After contacting Puraka about the filter lifespan I was told that each filter should last for around 16-24 hours of use (based on local AQI). This means that if you wear the mask for 2 hours per day it should last between 8 and 12 days. However, if the filter becomes visibly damaged it should be replaced earlier.
There’s no clear system deciding when a filter should be replaced. However, typically the breathing resistance will begin to increase and when this increases notably the filter should be replaced. Further, if you wear the mask for more than 2 hours per day it should be replaced more regularly.
Overall, these filters are some of the more affordable filters on the market. Conveniently, if you already have a surplus of these standard-sized filters from other masks they can be used in masks from Puraka. Just make sure to check their lifespan and filtration.
I do wonder about the lifespan of the filtration that is in the mask itself. While I have no filtration results I might consider replacing the mask occasionally to make sure that the mask itself retains some filtration.
Over the past few months, I’ve had a few requests to review Puraka Masks and I can see why. The masks have a design that makes them not only protective but also fashionable. Of course, they cover the basics too with good filtration and test results and they have a decent fit.
Although I wasn’t able to get the perfect fit myself (there was a small leak near my nose), you may well have a different experience with the fit. Since there are so many different facial shapes and dimensions in the world, it’s impossible for me to determine whether this mask will fit you well or not.
In saying that, I mentioned previously that I have not yet found a perfectly fitting (leak-free) cloth mask. I found Puraka Masks to be similar to other cloth masks that I have tried in regards to leakage – especially masks such as Metamasks and Cambridge Mask.
The mask also provides good filtration and has very affordable filter replacements. There are very few more affordable masks on the market, and I appreciate the pricing of Puraka Masks as I believe that protection such as that which is essential in our current times, should not be expensive.

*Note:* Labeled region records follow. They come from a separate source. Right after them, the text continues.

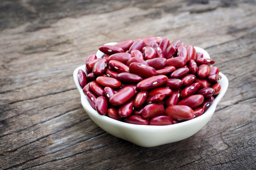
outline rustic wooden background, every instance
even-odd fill
[[[0,2],[0,169],[256,168],[256,0]],[[202,129],[151,148],[99,128],[72,79],[99,46],[148,36],[204,48],[229,81]]]

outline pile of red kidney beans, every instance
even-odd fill
[[[103,45],[78,79],[101,115],[137,124],[167,125],[200,116],[220,92],[219,69],[193,46],[146,37]]]

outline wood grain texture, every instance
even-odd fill
[[[0,169],[256,169],[255,0],[2,0]],[[138,146],[98,127],[72,79],[109,42],[148,36],[205,49],[229,79],[210,121]]]

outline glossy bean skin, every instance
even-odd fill
[[[204,109],[204,111],[205,112],[211,105],[214,100],[214,98],[212,96],[209,97],[205,98],[204,100],[200,105],[200,107]]]
[[[213,96],[216,96],[220,92],[220,89],[221,89],[221,85],[220,83],[216,83],[212,85],[211,87],[214,89],[214,93],[213,95]]]
[[[132,57],[131,55],[128,53],[118,53],[112,54],[108,58],[108,61],[117,60],[124,64]]]
[[[184,99],[190,95],[195,94],[200,88],[200,83],[193,83],[185,87],[180,93],[180,97]]]
[[[170,45],[165,50],[164,53],[164,57],[166,59],[172,58],[175,56],[177,52],[177,49],[173,45]]]
[[[108,109],[107,114],[109,117],[111,117],[112,119],[120,121],[122,120],[122,117],[118,114],[117,109],[115,108],[109,108]]]
[[[180,88],[173,90],[171,95],[168,97],[166,100],[165,104],[167,106],[177,105],[180,97]]]
[[[170,117],[160,115],[153,117],[149,121],[150,125],[163,126],[173,124],[173,121]]]
[[[178,104],[186,105],[193,109],[200,106],[204,102],[204,97],[201,95],[193,95],[180,100]]]
[[[130,64],[133,62],[138,62],[142,64],[149,66],[149,65],[145,60],[136,57],[132,57],[129,59],[128,61],[127,61],[127,62],[126,62],[126,65],[129,66]]]
[[[118,73],[129,72],[129,67],[121,62],[117,60],[110,60],[108,65],[113,70]]]
[[[202,95],[204,96],[204,97],[209,97],[211,96],[212,96],[215,91],[213,88],[211,87],[205,87],[204,88],[201,88],[198,91],[197,93]]]
[[[210,73],[210,66],[207,64],[202,64],[198,66],[197,76],[200,79],[207,78]]]
[[[136,84],[142,80],[142,77],[137,74],[128,72],[121,73],[116,79],[124,83]]]
[[[135,90],[130,86],[125,87],[109,98],[113,106],[122,105],[130,100],[135,95]]]
[[[103,45],[99,48],[99,50],[106,54],[111,55],[117,53],[123,53],[124,49],[120,47],[111,45]]]
[[[173,119],[188,120],[194,118],[194,111],[185,105],[173,105],[166,108],[164,114]]]
[[[186,47],[189,51],[189,59],[193,60],[196,60],[197,55],[196,51],[194,47],[194,46],[191,45],[188,45]]]
[[[148,98],[148,91],[141,91],[137,94],[134,99],[134,107],[139,108],[142,107]]]
[[[153,47],[151,46],[145,46],[142,48],[142,54],[145,60],[152,59],[155,57],[156,52]]]
[[[130,52],[130,54],[132,57],[138,58],[144,60],[143,54],[141,51],[138,50],[133,50]]]
[[[218,74],[211,74],[207,77],[207,80],[211,83],[217,83],[221,79],[221,76]]]
[[[198,70],[198,64],[193,60],[190,60],[188,64],[188,68],[189,69],[189,74],[195,75]]]
[[[129,49],[129,53],[130,53],[132,51],[135,49],[141,51],[142,48],[146,46],[146,44],[145,44],[145,42],[142,40],[135,40],[133,43],[130,47],[130,49]]]
[[[180,78],[187,75],[189,72],[189,68],[182,67],[175,70],[170,76],[172,78]]]
[[[121,87],[122,83],[117,79],[108,77],[99,76],[96,78],[96,82],[103,87],[110,87],[117,88]]]
[[[186,61],[182,57],[176,57],[167,59],[166,66],[173,66],[177,69],[186,66]]]
[[[189,74],[181,79],[182,81],[182,85],[184,86],[187,86],[192,84],[195,80],[195,76],[193,74]]]
[[[148,119],[164,115],[164,105],[161,104],[152,103],[144,107],[141,116],[145,119]]]
[[[129,50],[130,47],[133,43],[133,41],[129,40],[117,42],[117,44],[114,45],[114,46],[121,48],[124,51],[126,51],[127,50]]]
[[[92,72],[94,75],[103,75],[106,71],[108,66],[108,60],[105,58],[101,58],[97,61],[92,67]]]
[[[106,115],[108,113],[108,101],[104,96],[99,96],[95,100],[95,109],[101,115]]]
[[[165,67],[167,62],[165,58],[154,58],[147,60],[146,61],[149,66],[153,67],[156,70]]]
[[[157,75],[157,72],[153,67],[137,62],[131,63],[129,66],[129,69],[130,73],[139,75],[143,78]]]
[[[148,121],[142,116],[139,115],[131,115],[124,119],[125,122],[129,124],[147,125],[149,123]]]
[[[174,66],[167,66],[162,68],[156,70],[157,75],[169,75],[173,73],[176,68]]]
[[[95,81],[91,82],[88,83],[89,89],[97,96],[104,95],[104,91],[101,87]]]
[[[137,84],[136,87],[140,90],[148,90],[164,84],[168,80],[166,75],[155,75],[143,79]]]
[[[133,100],[132,99],[118,108],[117,113],[121,117],[128,117],[132,113],[133,108]]]
[[[83,70],[79,69],[77,73],[77,76],[78,77],[78,81],[80,86],[82,88],[83,88],[87,83],[87,80],[86,79],[86,75]]]
[[[88,99],[89,103],[90,104],[91,106],[94,110],[96,110],[95,101],[97,98],[96,95],[90,91],[88,91],[86,92],[85,95]]]
[[[197,117],[199,116],[201,116],[204,112],[204,109],[199,107],[193,109],[193,111],[194,111],[195,117]]]

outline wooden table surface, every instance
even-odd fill
[[[1,1],[0,169],[255,169],[256,1]],[[95,124],[72,74],[150,36],[205,49],[229,84],[201,130],[147,148]]]

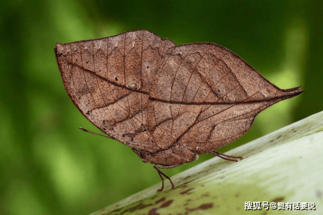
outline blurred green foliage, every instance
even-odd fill
[[[260,114],[224,152],[322,110],[322,6],[318,1],[4,1],[0,213],[88,214],[160,180],[130,147],[78,129],[99,131],[65,91],[56,42],[146,29],[176,44],[220,44],[278,87],[306,89]]]

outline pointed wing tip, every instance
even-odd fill
[[[296,95],[299,95],[305,91],[305,89],[299,89],[300,86],[294,87],[291,89],[287,89],[285,90],[285,95],[287,96],[286,98],[291,98]]]

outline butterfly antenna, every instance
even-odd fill
[[[112,137],[108,137],[107,136],[102,135],[102,134],[98,134],[97,133],[95,133],[95,132],[93,132],[93,131],[89,131],[88,130],[85,129],[85,128],[83,128],[81,127],[79,127],[79,128],[80,129],[81,129],[81,130],[83,130],[84,131],[86,131],[87,132],[89,132],[89,133],[90,133],[91,134],[96,134],[97,135],[102,136],[102,137],[106,137],[107,138],[114,139],[112,138]]]

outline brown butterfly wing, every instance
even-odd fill
[[[149,92],[162,56],[175,46],[141,30],[57,43],[55,52],[68,93],[87,119],[126,145],[155,151],[145,128]]]
[[[244,134],[262,111],[303,91],[279,88],[214,43],[178,46],[165,58],[150,95],[166,148],[177,142],[193,151],[199,146],[199,153],[213,151]]]
[[[101,130],[154,152],[205,153],[245,133],[255,116],[302,92],[281,90],[215,43],[176,46],[140,30],[55,49],[68,93]]]

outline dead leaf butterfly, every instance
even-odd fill
[[[298,95],[281,89],[244,60],[211,42],[176,45],[146,30],[56,43],[64,86],[75,105],[111,138],[160,169],[215,151],[248,131],[255,117]],[[83,130],[86,130],[86,129]]]

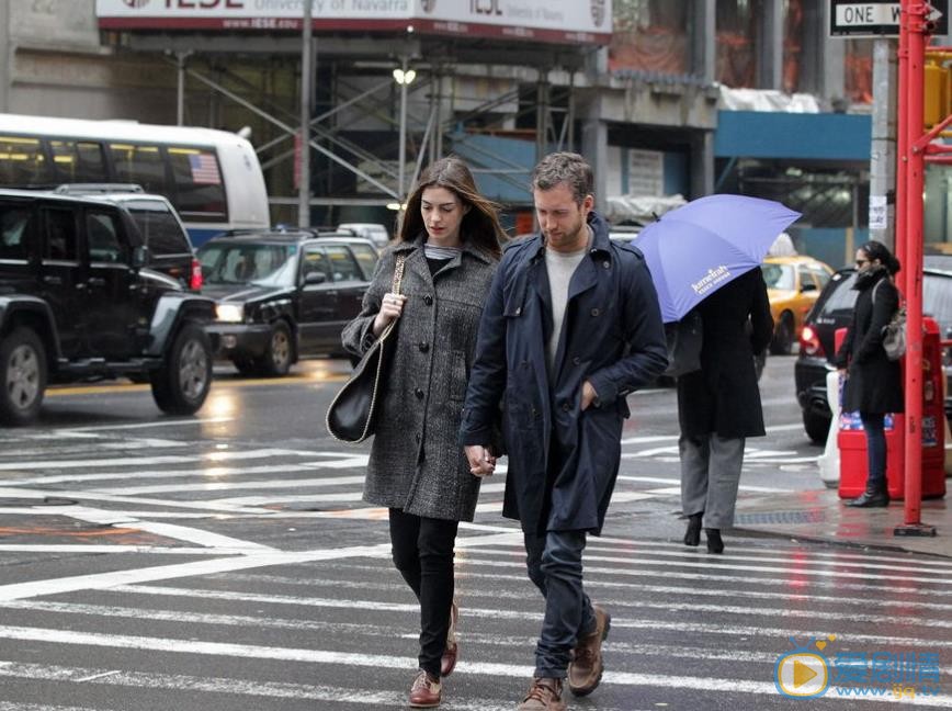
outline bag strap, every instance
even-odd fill
[[[400,293],[400,284],[404,281],[404,262],[407,261],[406,255],[397,255],[397,263],[394,266],[394,283],[390,291],[395,294]]]

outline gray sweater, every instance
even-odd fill
[[[407,256],[401,289],[407,301],[377,415],[364,500],[416,516],[472,521],[479,478],[469,473],[456,433],[497,262],[464,245],[431,276],[422,237],[388,248],[360,315],[343,329],[349,352],[361,356],[373,343],[373,320],[401,252]]]

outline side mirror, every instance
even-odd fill
[[[133,250],[133,268],[141,269],[149,260],[149,248],[145,245],[139,245]]]

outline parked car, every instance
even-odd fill
[[[942,338],[952,335],[952,271],[934,268],[926,257],[922,278],[922,313],[939,324]],[[836,370],[835,339],[838,328],[849,326],[858,292],[853,290],[855,270],[836,272],[820,292],[813,311],[807,315],[800,338],[800,356],[794,364],[796,399],[803,414],[803,427],[814,442],[823,443],[829,432],[830,411],[826,393],[826,374]],[[944,359],[943,359],[944,360]],[[947,385],[952,369],[945,368]],[[952,388],[947,386],[945,415],[952,415]]]
[[[202,406],[214,302],[148,262],[112,200],[0,190],[0,421],[35,419],[49,383],[122,375],[147,376],[163,411]]]
[[[337,230],[370,239],[379,249],[386,247],[387,242],[390,241],[387,228],[375,223],[343,223],[337,226]]]
[[[172,204],[162,195],[146,193],[127,183],[68,183],[56,189],[64,195],[95,195],[125,210],[148,249],[146,267],[168,274],[190,291],[201,291],[202,269]]]
[[[280,376],[301,358],[347,356],[340,334],[360,313],[377,250],[351,235],[258,232],[213,237],[199,260],[219,354],[242,374]]]
[[[760,269],[767,282],[773,316],[770,352],[775,356],[791,353],[803,321],[829,281],[832,269],[806,256],[768,257]]]

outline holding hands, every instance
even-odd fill
[[[466,459],[469,461],[469,471],[473,473],[473,476],[478,476],[479,478],[492,476],[492,473],[496,471],[496,456],[492,455],[488,448],[481,444],[467,444],[464,449],[466,450]]]
[[[383,334],[387,324],[400,317],[400,314],[404,313],[404,303],[406,301],[407,297],[404,294],[395,294],[393,292],[384,294],[384,298],[381,302],[381,311],[377,312],[377,316],[374,318],[374,336]]]

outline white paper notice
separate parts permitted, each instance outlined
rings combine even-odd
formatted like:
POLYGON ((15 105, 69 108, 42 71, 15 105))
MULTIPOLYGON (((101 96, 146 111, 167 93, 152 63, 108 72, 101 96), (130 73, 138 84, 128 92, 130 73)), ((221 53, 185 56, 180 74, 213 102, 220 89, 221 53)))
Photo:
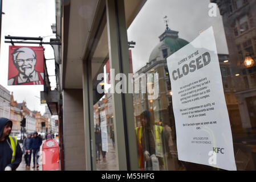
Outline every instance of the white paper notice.
POLYGON ((167 58, 178 159, 236 170, 213 30, 167 58))
POLYGON ((100 113, 100 128, 101 129, 102 151, 108 151, 108 131, 107 130, 107 118, 105 110, 100 113))

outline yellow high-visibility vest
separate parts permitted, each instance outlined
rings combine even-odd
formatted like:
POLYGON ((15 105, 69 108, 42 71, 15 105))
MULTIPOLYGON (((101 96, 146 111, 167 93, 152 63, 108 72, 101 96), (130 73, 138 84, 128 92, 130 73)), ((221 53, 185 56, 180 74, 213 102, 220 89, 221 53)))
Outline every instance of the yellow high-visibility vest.
POLYGON ((15 136, 9 136, 10 141, 11 142, 11 149, 13 150, 13 155, 11 157, 11 163, 13 163, 15 160, 16 147, 17 146, 17 139, 15 136))

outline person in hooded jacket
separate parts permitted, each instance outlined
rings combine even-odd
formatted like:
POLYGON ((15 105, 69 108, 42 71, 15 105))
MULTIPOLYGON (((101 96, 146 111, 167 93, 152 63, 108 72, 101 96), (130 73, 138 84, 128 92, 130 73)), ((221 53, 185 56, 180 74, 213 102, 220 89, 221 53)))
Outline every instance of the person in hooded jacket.
POLYGON ((0 118, 0 171, 15 171, 22 159, 22 151, 17 138, 9 136, 12 127, 11 121, 0 118))
POLYGON ((36 158, 36 168, 39 167, 38 165, 38 152, 40 150, 40 146, 41 144, 42 138, 38 136, 37 132, 35 131, 33 134, 33 138, 32 138, 32 139, 30 140, 29 143, 29 148, 32 148, 32 152, 33 154, 33 168, 35 168, 35 158, 36 158))

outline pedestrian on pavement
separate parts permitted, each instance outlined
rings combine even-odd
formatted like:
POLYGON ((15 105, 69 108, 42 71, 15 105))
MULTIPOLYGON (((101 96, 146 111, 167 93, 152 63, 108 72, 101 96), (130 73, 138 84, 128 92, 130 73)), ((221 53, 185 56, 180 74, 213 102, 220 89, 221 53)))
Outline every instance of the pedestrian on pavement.
POLYGON ((101 151, 101 133, 99 127, 95 130, 95 150, 96 160, 100 160, 100 151, 101 151))
POLYGON ((0 171, 15 171, 22 159, 22 151, 17 139, 10 136, 13 122, 0 118, 0 171))
POLYGON ((29 144, 29 148, 32 148, 32 151, 33 153, 33 168, 35 167, 35 159, 36 159, 36 168, 38 168, 39 166, 38 165, 38 152, 40 150, 40 146, 42 144, 42 138, 38 136, 38 133, 36 131, 35 131, 33 134, 33 138, 30 140, 29 144))
POLYGON ((28 169, 30 168, 30 162, 31 161, 32 148, 29 148, 30 140, 32 139, 31 134, 29 134, 27 138, 23 140, 23 150, 24 152, 24 158, 25 159, 26 167, 28 169))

Puraka Masks were also comfortable and these are some of the few masks that I would consider using without a headband. While I do still prefer to use a headband accessory, I can easily wear these masks for hours at a time without experiencing too much discomfort.
If you are looking for a mask that is affordable and that provides good filtration please feel free to check out Puraka Mask’s official website at the link below. If you have any further questions or comments please feel free to include them in the comments below!
Puraka Masks FAQ
Does Puraka Mask Have an Official Rating?
Puraka Masks do not hold an official rating, however, the mask and filters have been lab tested.
Has Puraka Mask Been Lab Tested?
Yes. Puraka Masks adhere to the KN95 standard and have also had further BFE testing from TUV SUD.
What Filtration Does Puraka Mask Have?
In testing carried out by a Chinese laboratory with particles of a count median diameter of (0.075±0.020)μm the minimum filtration result recorded was 97.9%. In BFE (bacterial filtration efficiency) testing carried out by TUV SUD the recorded filtration was > 98%.
How Does Puraka Mask Compare to Other Reusable Masks?
Puraka Masks are some of the most comfortable cloth masks that I have tried. They are also much more affordable than many other reusable cloth masks. With filtration > 97% in testing and BFE filtration of > 98% the masks also offer comparable filtration to many other popular reusable masks.
Does Puraka Mask Use Replaceable Filters?
Yes! These masks use a common-size replaceable filter. The filters can be replaced and they can even be used in other masks.
Where Can I Buy Puraka Masks?
If you are interested in purchasing Puraka Masks you can do so at their official website.